На трупе № 92, исследованном экспертом В.М. Смольяниновым, было обнаружено письмо Софьи Зигонь от 12 сентября 1940 г., в котором она просит сообщить о местопребывании ее мужа, Томаша Зигоня. Из описания документа на стр. 51 сообщения видно, что на нем эксперты обнаружили резолюцию: „Уч. установить лагерь и направить для вручения 15.XI. 1940 г.“ Однако резолюцию фиолетовыми чернилами: „Направить в Управление по делам военнопленных“ — эксперты в описании не указали. А она-то меняет весь смысл этого документа. Следствием установлены указания Сопруненко о направлении всех писем родственников расстрелянных военнопленных в УПВИ НКВД, где они затем уничтожались или использовались в иных целях{47}. Кроме того, военнопленный Зигонь (Зыгань, Зигань) Томаш по спискам Старобельского, Козельского и Осташковского лагерей НКВД не значится и поэтому не мог быть захоронен, в частности, в Катыни. Из этого следует, что это письмо, равно как и открытка Кучинского, в захоронения подброшено.
На трупе № 71, также исследованном экспертом Смольяниновым, был обнаружен молитвенник с вложенной в него бумажной иконкой и проставленной на ней датой — 4 апреля 1941 г. Доказательность этого „документа“ также вызывает сомнения, поскольку не был указан и приобщен к делу другой документ, найденный на этом трупе, — конверт с почтовым штемпелем от 29 февраля 1940 г., который значится в секретной „Описи документов и предметов, обнаруженных экспертами судебно-медицинской экспертизы при вскрытии могил и исследовании трупов в Катынском лесу с 16 января по 21 января 1944“{48}.
Наконец, на трупе № 46, исследованном экспертом Зубковым, как видно из сообщения и секретной описи, „обнаружена“ квитанция от 6 апреля 1941 г., выданная лагерем № 1-ОН, о приеме от Арашкевича денег в сумме 225 руб., и выданная тем же лагерем квитанция от 5 мая 1941 г. о приеме от Арашкевича Владимира Рудольфовича золотых часов.

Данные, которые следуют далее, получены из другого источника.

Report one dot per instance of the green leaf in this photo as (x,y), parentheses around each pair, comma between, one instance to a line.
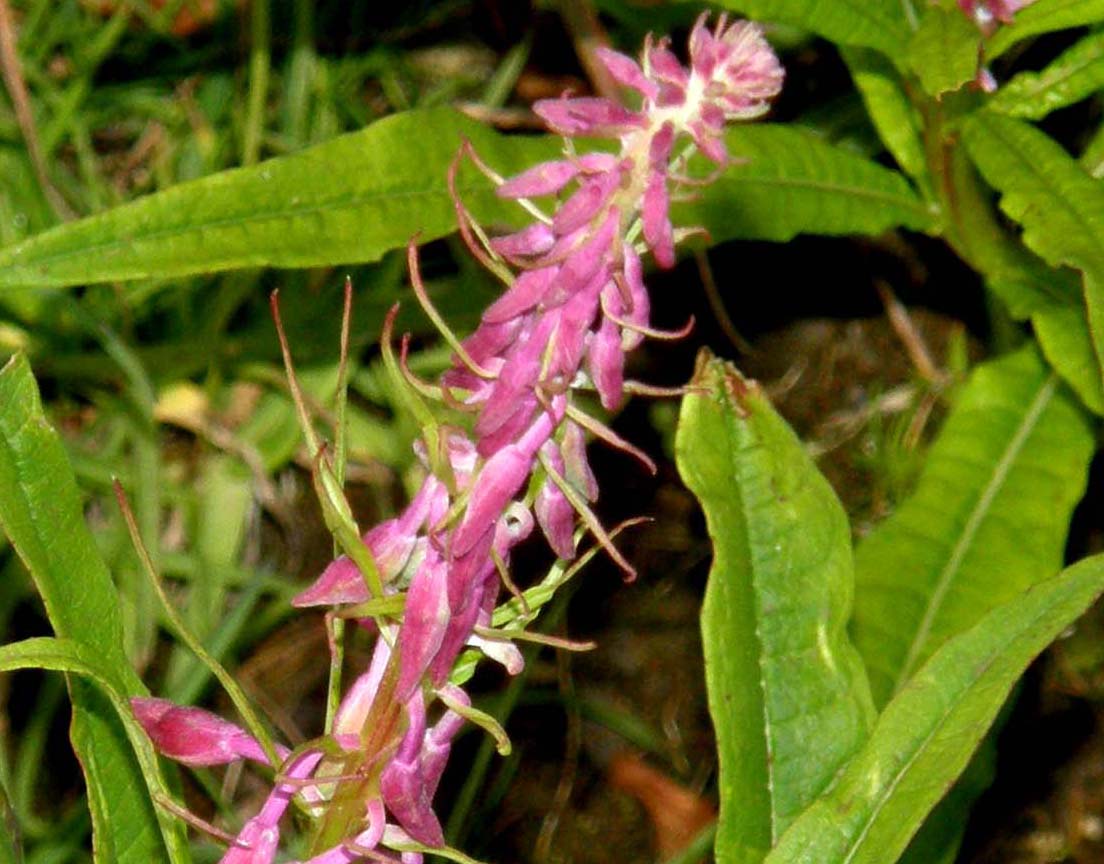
(926,734)
(1044,17)
(1060,206)
(787,691)
(72,657)
(893,115)
(1075,75)
(795,182)
(41,514)
(348,200)
(944,50)
(988,518)
(1063,336)
(869,23)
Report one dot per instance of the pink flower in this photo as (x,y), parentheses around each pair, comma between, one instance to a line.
(576,304)
(988,13)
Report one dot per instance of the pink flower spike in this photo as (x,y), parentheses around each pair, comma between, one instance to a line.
(585,262)
(576,466)
(358,700)
(587,116)
(703,49)
(544,179)
(582,206)
(605,363)
(639,310)
(554,513)
(661,63)
(403,788)
(626,72)
(194,736)
(535,240)
(527,291)
(657,226)
(425,618)
(257,840)
(500,479)
(502,652)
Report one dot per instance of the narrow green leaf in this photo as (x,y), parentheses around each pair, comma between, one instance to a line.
(943,52)
(787,691)
(926,734)
(893,115)
(296,212)
(348,200)
(1075,75)
(41,514)
(72,657)
(1044,17)
(879,24)
(795,182)
(1059,204)
(988,518)
(1063,336)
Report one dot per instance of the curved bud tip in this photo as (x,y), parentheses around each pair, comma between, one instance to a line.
(194,736)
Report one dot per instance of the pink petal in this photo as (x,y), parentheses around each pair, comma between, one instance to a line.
(532,241)
(554,513)
(640,310)
(576,466)
(541,180)
(587,116)
(500,479)
(703,49)
(527,291)
(626,72)
(358,700)
(657,225)
(425,618)
(605,363)
(194,736)
(586,202)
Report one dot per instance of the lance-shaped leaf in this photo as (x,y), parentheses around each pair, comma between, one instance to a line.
(988,518)
(944,50)
(793,181)
(41,514)
(926,734)
(297,212)
(1044,17)
(870,23)
(892,113)
(1075,75)
(787,691)
(1060,205)
(350,199)
(95,671)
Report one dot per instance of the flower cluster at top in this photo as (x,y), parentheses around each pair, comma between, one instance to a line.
(575,302)
(988,13)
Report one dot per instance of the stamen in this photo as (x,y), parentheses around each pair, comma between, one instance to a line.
(603,433)
(667,336)
(588,518)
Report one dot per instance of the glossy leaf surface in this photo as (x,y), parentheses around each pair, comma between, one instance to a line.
(927,733)
(988,518)
(787,692)
(41,514)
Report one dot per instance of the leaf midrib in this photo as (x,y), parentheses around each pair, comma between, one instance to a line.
(1065,203)
(761,652)
(1039,83)
(349,202)
(973,525)
(943,716)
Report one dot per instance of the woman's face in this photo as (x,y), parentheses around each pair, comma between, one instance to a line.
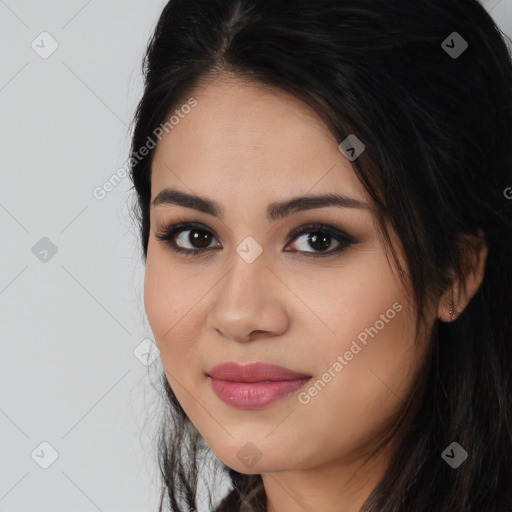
(327,306)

На обороте этой квитанции имеется отметка от 25 марта 1941 г. о том, что часы проданы „Ювелирторгу“, что сразу делает подделку очевидной. Даже если предположить, что при переводе Арашкевича из Старобельского лагеря в лагерь № 1-ОН вслед за ним переслали квитанцию, которая, в принципе, должна была быть выдана на руки военнопленному и храниться непосредственно у него, то и в этом случае просматривается несуразность этой схемы. Дело в том, что для отчетности в лагере о проведенной финансовой операции по продаже часов „Ювелирторгу“ администрацией должна была быть выписана новая квитанция, копия которой и могла находиться у военнопленного.